The story evolves from this point to become a rather sad, at times haunting but not scary, love story. However, it was not melodramatic. The movie wants to deliver more than just thrilling moments of a movie of this genre. It is about broken lives, lives destroyed by death and separation from loved ones. What could be more tender and loving than a man whispering sweet words to his dead wife and asking her what color she would want for her dress? Is this sheer madness? Or is it a beautiful tale of love? For two thirds of the movie, the viewer would have the same view as Chan Wai, that Yu Fai is plain crazy to believe that he could revive his wife. However, the well-written script would engage the viewers in a journey of discovery, of the unbelievable, and allow them to form speculation and to ponder over new twists. The cinematography is haunting and executed well with gray, brown, and black as the dominant shades. Together with the angle of camera, and the attention to tiny details like water dripping from Yu Fai's garbage bag all contribute to the suspense of the movie. The ending was heartrending but satisfying. It might seem ridiculous in the beginning to think that Yu Fai could resurrect his wife but the poignant ending leaves us to ponder that 'anything seems possible'.
Peter Chan, Leon Lai and Eric Tsang reunited to produce another memorable piece of work since their last successful collaboration in "Comrades, Almost a Love Story". Leon Lai delivered a superb performance as Yu Fai, a loving and devoted husband who leads a painful, reclusive existence in order to resurrect his dead wife. Yu Fai appears as a wooden and bland person but the love he has for his wife is overwhelming. His face lights up with happiness and love when he talks to her. He bathes her, talks to her for three years so her soul could stay in her body. Leon's performance alone carries the movie. After so many years of being criticized as a wooden actor and not being recognized for his acting talent, Leon Lai finally won his long-waited Best Leading Actor at the 39th Golden Horse Awards for his role as Yu Fai.

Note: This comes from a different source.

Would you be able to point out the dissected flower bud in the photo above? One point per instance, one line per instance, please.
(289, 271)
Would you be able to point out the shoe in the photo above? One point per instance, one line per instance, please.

He might not be an actor with diversity but he is good in certain roles and we could tell that he really gets into the roles.
Eugenia Yuan is a newcomer but she gives a very daring performance as Yu Fai's dead wife. Even though she is unmoving most of the movie, she has an appearance on screen that will not allow the audience to ignore her. This might sound weird but Eugenia Yuan was very good as a corpse and looked very much the part as well. For people who do not know, she is the daughter of 1960s star Cheng Pei Pei.
Eric Tsang proves himself as a veteran actor. He eased into the role of CID Chan Wai as a hardworking father who cared very much for his son even though he did not show it all the time. The other two supporting casts worth mentioning are Chan Wai's son and the little girl in red dress. Chan Wai's son, who is often scolded by his dad, is told that he is a man so he should not be afraid of anything. The little actor was really cute and he expressed rather well the feelings of the boy. As for the girl in red dress, her presence adds depth to the plot.
Overall, this love story is delivered beautifully and hauntingly in the short span of 45 minutes. "Going Home" gives me back the faith that there are still some decent acting, directing and writing talents in a commercially-driven Hong Kong movie market.